The idea is to save you and me, the taxpayers, huge sums of money by informing the monks living in exclusion in the great monasteries of Westminster and Whitehall of patently obvious developments in the real world.
Just how the idea was sparked is uncertain: it came from a conversation that followed the singing of Auld Lang Sine with our new mates from Crookedale. It was resolved to continue with clearer heads the following day.
What was under discussion was yet another report by Government appointed "experts" saying that young people are drinking too much. Young girls, in particular, were putting themselves at risk from diseases like cirrhosis of the liver.
Now this was just one of a flurry of reports in recent months in which the great and the good have spent huge amounts of time and money telling the nation what everyone knows but them.
Just a month before, a similar two-year study revealed the amazing fact that Britain has the worst transport system in Europe. BCEVSR could have told them that 10 years ago, had it existed.
Once upon a time, we had 600-odd men and women whose job it was to inform Government of the feelings of "the man in the street." They were called MPs. Now, no one listens to them (perhaps with good reason, for it is hard to understand their gobbledegook).
So the Government has to enlist the aforesaid experts to take a look outside the monastery walls.
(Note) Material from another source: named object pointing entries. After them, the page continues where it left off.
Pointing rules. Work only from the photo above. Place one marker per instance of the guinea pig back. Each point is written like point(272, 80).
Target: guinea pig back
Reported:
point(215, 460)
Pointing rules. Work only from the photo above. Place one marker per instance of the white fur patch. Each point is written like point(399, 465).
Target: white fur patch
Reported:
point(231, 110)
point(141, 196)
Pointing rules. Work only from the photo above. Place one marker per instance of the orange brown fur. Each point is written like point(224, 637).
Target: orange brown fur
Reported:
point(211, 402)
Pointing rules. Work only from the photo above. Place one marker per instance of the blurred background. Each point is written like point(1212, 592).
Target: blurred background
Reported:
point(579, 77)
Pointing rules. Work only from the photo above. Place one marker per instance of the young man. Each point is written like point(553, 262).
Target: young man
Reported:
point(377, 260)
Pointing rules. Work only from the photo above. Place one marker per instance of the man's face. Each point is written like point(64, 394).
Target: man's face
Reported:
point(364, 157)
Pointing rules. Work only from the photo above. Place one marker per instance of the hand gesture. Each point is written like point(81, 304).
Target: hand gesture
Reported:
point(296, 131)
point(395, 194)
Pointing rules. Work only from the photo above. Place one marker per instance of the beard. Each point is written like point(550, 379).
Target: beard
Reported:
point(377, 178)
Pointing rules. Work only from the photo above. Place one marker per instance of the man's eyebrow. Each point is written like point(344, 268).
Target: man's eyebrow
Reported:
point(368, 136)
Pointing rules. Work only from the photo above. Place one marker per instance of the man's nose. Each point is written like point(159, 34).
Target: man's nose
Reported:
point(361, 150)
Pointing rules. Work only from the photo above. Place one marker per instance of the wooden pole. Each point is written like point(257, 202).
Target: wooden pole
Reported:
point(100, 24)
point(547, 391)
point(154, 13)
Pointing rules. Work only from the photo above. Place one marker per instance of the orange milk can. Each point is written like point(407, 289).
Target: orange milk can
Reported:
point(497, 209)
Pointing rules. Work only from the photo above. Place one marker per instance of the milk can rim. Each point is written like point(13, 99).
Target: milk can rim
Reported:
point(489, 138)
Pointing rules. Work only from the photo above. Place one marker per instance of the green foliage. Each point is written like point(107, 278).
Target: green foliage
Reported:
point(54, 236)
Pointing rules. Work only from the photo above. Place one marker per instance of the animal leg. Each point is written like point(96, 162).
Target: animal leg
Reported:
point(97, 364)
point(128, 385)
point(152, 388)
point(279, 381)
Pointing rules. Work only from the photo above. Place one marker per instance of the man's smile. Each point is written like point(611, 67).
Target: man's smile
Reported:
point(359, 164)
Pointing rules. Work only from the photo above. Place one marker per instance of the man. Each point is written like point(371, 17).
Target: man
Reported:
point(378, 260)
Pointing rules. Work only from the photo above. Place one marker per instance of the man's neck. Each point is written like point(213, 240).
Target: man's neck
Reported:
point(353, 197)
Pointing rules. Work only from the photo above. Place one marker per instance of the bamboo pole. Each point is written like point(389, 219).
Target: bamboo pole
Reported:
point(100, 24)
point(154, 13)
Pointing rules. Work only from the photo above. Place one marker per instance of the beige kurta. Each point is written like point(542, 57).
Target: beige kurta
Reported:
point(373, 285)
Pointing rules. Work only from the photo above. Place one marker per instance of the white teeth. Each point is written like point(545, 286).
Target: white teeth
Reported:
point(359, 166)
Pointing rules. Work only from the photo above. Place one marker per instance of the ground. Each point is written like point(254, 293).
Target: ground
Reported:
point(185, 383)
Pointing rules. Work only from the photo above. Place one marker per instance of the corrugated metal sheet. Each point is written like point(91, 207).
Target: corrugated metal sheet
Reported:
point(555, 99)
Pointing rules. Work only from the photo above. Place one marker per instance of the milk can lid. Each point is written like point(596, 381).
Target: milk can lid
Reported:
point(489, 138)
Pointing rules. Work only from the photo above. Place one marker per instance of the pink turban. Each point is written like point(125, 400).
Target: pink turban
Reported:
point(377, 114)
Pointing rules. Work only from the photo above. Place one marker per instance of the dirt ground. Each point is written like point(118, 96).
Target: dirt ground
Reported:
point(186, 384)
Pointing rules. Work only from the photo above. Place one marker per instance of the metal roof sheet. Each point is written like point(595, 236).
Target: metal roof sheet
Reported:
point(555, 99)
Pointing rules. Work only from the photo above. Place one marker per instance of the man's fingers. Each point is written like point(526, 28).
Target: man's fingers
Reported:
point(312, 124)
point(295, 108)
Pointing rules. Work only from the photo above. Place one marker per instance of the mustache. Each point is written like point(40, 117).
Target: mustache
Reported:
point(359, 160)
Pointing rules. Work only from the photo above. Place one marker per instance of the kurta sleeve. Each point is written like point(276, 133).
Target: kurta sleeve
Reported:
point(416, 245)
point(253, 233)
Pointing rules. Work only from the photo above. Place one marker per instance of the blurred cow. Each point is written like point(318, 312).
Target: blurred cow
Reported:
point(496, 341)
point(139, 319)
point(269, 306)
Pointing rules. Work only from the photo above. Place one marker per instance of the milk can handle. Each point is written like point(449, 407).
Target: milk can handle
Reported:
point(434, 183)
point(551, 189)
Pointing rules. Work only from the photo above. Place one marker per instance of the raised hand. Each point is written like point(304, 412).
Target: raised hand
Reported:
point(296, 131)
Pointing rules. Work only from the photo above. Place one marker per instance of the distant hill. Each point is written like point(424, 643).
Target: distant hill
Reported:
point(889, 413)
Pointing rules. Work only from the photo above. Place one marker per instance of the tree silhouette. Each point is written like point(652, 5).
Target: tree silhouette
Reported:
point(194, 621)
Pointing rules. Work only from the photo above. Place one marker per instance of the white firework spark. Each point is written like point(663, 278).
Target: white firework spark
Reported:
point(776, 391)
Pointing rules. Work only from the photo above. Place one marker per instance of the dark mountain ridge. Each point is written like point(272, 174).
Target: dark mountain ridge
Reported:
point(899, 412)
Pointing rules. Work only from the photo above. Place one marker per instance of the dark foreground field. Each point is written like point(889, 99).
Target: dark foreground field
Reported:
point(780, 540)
Well, now that BREVSR exists, they are no longer needed.
It may seem odd that a place like the Beggars' Arms, purveyor of Rams' Blood Ale (abv 5.5%), should embroil itself in the matter of young folk drinking too much: the YFC and rugby club lads have been known to down a gill or two.
But it has been mainly beer, and learning to drink real ale is a long and hard business. The Innkeeper, you see, refuses to stock some of these new alcopops that taste of lemonade but have a kick like a mule.
They can be sunk in a few minutes and, as it takes an hour before alcohol affects the brain, youngsters can be drunk before they experience the first twinge.
When the Chief Medical Officer of Health issued his report on young drinkers, the brewing industry immediately issued statements saying it was not their fault: they were just giving customers what they wanted.
That has, to me, a rather sinister correlation with the gun-makers of America who insist that selling guns to inner city youths has nothing to do with the huge number of gunshot deaths. It is the person who kills, not the gun, they say.
That tends to ignore that fact that youngsters are nuts on fashion. In the US, it is guns. Here, it is alcopops.
So in its first recommendation to the Monks of Westminster, BCEVSR is recommending that the sale of alcopops be banned. But this advice is free - so who's going to listen?
* The Curmudgeon is a satirical column based on a fictitious character in a mythical village.